Development stage: Research

Developed by New York-based The Living Architecture practice, kinetic - or “living” - glass “breathes”. Embedded Dynalloy Flexinol wires in cast silicone within perforated glass panels cause holes to automatically expand or contract in response to electrical stimulus generated by people breathing in a room. The slits open and close like gills and the glass is consequently able to monitor CO2 levels and help regulate air quality. Inventors Soo-in Yang and David Benjamin claim that the research for their product began “with the premise that architectural elements might move in response to their environments”. They also point out that their product is “thin, lightweight and transparent, with no motors or mechanical parts”.

Coloured photovoltaic glass

Development stage: Available

Global glass manufacturer Onyx Solar has recently developed and patented semi-transparent photovoltaic glazing that can be coloured to virtually any shade while maintaining the same energy efficiency rates as standard solar panels. Solar panels have never been portrayed in terms of aesthetic benefit, and they are often thought of as plain ugly. The prospect of artistically coloured photovoltaic glazing that could be applied to balconies and skylights as well as the more standard rooftop assemblies could potentially revolutionise planning attitudes towards solar energy and transform the appearance of urban townscapes and roofscapes.

Electrochromic glass

Development stage: Research/ Available

Electochromic glass arguably offers the widest variety of current smart glass applications. It works by applying a low voltage electrical charge to composite glass panels comprised of five ultra-thin layers of electrodes, conductors, a separator as well as the glass itself. When the charge is applied the lithium ion atoms within the electrodes move which then alters the opacity or heat transmission property of the panel. As the voltage charge need not be consistently applied to maintain the altered state, merely to initially change it, electrochromic glass is also a low-energy smart glass solution.

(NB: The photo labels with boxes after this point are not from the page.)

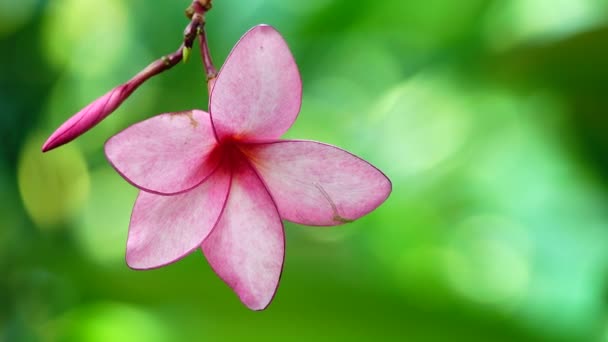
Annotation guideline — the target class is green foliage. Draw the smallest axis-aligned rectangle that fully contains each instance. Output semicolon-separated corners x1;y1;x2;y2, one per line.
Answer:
0;0;608;341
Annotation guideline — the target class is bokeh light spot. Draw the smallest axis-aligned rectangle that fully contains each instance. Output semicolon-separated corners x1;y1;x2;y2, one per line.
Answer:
360;75;470;179
0;0;38;38
485;0;608;49
74;166;137;266
41;0;130;77
444;216;530;306
57;302;171;342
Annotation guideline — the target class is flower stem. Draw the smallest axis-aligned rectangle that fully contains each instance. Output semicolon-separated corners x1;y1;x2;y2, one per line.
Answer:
186;0;217;94
198;27;217;95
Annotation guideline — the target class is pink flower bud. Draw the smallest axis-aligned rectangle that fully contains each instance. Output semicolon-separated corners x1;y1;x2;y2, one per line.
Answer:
42;78;139;152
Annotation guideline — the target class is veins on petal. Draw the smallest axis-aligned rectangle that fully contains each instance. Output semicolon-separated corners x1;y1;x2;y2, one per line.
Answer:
170;110;198;128
314;183;355;223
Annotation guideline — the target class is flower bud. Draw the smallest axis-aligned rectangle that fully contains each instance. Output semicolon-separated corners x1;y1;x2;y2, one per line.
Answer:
42;77;143;152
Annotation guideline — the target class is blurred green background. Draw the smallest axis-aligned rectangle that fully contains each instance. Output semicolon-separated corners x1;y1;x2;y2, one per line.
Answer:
0;0;608;341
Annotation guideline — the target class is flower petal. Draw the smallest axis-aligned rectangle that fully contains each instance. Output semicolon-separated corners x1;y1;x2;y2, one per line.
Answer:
127;167;231;269
241;140;391;226
105;110;218;195
209;25;302;140
202;161;285;310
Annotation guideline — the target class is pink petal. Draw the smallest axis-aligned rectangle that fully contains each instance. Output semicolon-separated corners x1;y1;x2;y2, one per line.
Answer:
241;140;391;226
209;25;302;140
202;158;285;310
42;83;134;152
105;110;218;194
127;167;231;269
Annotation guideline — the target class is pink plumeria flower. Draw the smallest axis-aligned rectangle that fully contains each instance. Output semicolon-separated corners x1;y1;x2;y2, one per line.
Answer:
105;25;391;310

Although the glass will never assume a completely solid form and will always maintain partial if only negligible visual transparency and light transmission, it can be modified to assume a wide variety of translucent states.

Electrochromic glass also provides considerable environmental benefits. In its darkened state it acts in a similar way to low-energy heat-reflective glass by reflecting back up to 98% of light, thereby forming an incredibly effective tool against solar heating and keeping associated air conditioning or mechanical ventilation costs down. Energy savings are also accrued by the fact that only a tiny electrical current is required to operate it.

The product does have drawbacks, however. It can be exorbitantly expensive (about 1,000m²) and the switching operation is not instant and can take several minutes to change from its darkened to fully transparent states. Nevertheless, as the technology develops, these constraints will doubtless be addressed. To date, electrochtromic glass has been used in office applications, such as around conference rooms, and has also been deployed to a lesser degree in domestic situations.

Liquid crystal glass

Development stage: Research/ Available

Polymer dispersed liquid crystal devices (PDLCs) are a cheaper variation on electrochromic glass. PDLC glass essentially acts as a composite capacitor with a thin layer of conductive material surrounded by a liquid mix of polymer and dissolved liquid crystals at its centre. This is sandwiched between two layers of glass or plastic.

When the liquid polymer mix is solidified, liquid crystals separate from the solid polymer and form individual droplets. The size and dispersal of these droplets ultimately determines the window’s “smart” operating capabilities and are themselves regulated by the nature of the curing process. With no electrical charge the glass maintains a milky-white, translucent appearance caused by the random dispersal of liquid crystals on the droplets evenly scattering the light that passes through. When a small electrical charge is applied the liquid crystals congregate and align allowing more light to pass through, thus creating greater transparency. Like with electrochromic glass, PDLC has been used in conditions which require the application of privacy, such as conference rooms and bathroom/shower doors.